The deeper issue here isn't technical — it's that 10-Q filings aren't designed for automated analysis. Companies use inconsistent formatting, and the SEC doesn't require structured data tags for contract information. Your system needs to be robust to these variations.

Scaling Beyond Single Company Analysis

Individual company analysis is just the beginning. The real value emerges when you process multiple contractors simultaneously and identify sector-wide trends that individual company analysis misses.

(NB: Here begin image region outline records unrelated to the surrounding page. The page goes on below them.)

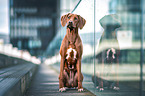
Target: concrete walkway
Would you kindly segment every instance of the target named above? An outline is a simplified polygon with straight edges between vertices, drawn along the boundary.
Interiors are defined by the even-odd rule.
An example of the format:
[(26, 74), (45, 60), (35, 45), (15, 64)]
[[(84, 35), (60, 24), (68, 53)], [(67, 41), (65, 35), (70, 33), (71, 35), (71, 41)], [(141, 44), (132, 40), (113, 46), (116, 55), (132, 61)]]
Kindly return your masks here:
[(84, 92), (76, 89), (59, 92), (58, 75), (50, 66), (41, 64), (24, 96), (95, 96), (87, 89)]

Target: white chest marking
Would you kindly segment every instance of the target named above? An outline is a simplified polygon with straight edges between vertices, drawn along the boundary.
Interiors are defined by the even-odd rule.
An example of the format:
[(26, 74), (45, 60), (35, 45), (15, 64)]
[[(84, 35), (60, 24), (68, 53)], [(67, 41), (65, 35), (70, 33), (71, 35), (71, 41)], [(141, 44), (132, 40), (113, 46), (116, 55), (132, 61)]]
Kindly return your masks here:
[(69, 57), (71, 57), (70, 56), (70, 53), (73, 51), (73, 58), (74, 59), (76, 59), (76, 55), (77, 55), (77, 51), (75, 50), (75, 49), (72, 49), (72, 48), (69, 48), (69, 49), (67, 49), (67, 52), (66, 52), (66, 54), (67, 54), (67, 57), (66, 57), (66, 59), (68, 59)]

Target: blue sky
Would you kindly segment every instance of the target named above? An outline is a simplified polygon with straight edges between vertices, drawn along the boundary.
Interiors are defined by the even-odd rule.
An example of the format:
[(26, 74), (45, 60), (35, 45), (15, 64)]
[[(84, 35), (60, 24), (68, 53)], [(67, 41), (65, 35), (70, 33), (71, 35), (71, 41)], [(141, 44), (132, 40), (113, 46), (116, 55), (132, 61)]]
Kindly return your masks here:
[(0, 0), (0, 33), (9, 34), (8, 0)]

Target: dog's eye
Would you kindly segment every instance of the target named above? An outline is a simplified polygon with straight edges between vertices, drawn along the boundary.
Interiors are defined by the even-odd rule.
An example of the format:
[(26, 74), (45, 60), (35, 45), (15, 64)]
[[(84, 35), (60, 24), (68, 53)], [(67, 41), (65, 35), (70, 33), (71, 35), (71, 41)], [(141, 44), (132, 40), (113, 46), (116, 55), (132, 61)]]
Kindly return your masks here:
[(77, 20), (77, 18), (76, 18), (76, 17), (75, 17), (74, 19), (75, 19), (75, 20)]

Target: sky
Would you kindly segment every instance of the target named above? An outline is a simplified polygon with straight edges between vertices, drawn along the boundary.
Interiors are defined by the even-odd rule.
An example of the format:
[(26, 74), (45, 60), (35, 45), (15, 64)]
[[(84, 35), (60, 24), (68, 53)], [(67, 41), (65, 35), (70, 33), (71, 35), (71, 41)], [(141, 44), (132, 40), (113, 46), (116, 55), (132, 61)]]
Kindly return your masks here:
[(0, 0), (0, 33), (9, 34), (8, 0)]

Set up automated monitoring that triggers analysis on earnings release dates — defense contractors typically report within 2-3 days of each other. Use GPT-3.5-turbo for initial filtering, then GPT-4 only for sections containing financial data. This approach cuts costs by 90% while maintaining analytical accuracy on the metrics that matter.

Build comparative dashboards that track contract backlog changes exceeding 10% quarter-over-quarter across the sector. As our previous analysis of AI defense contract economics revealed, Pentagon spending patterns create predictable opportunities for investors who can process information faster than traditional research methods.

The question isn't whether AI will transform financial analysis — it's whether you'll be processing next quarter's earnings reports while your competition is still reading this quarter's.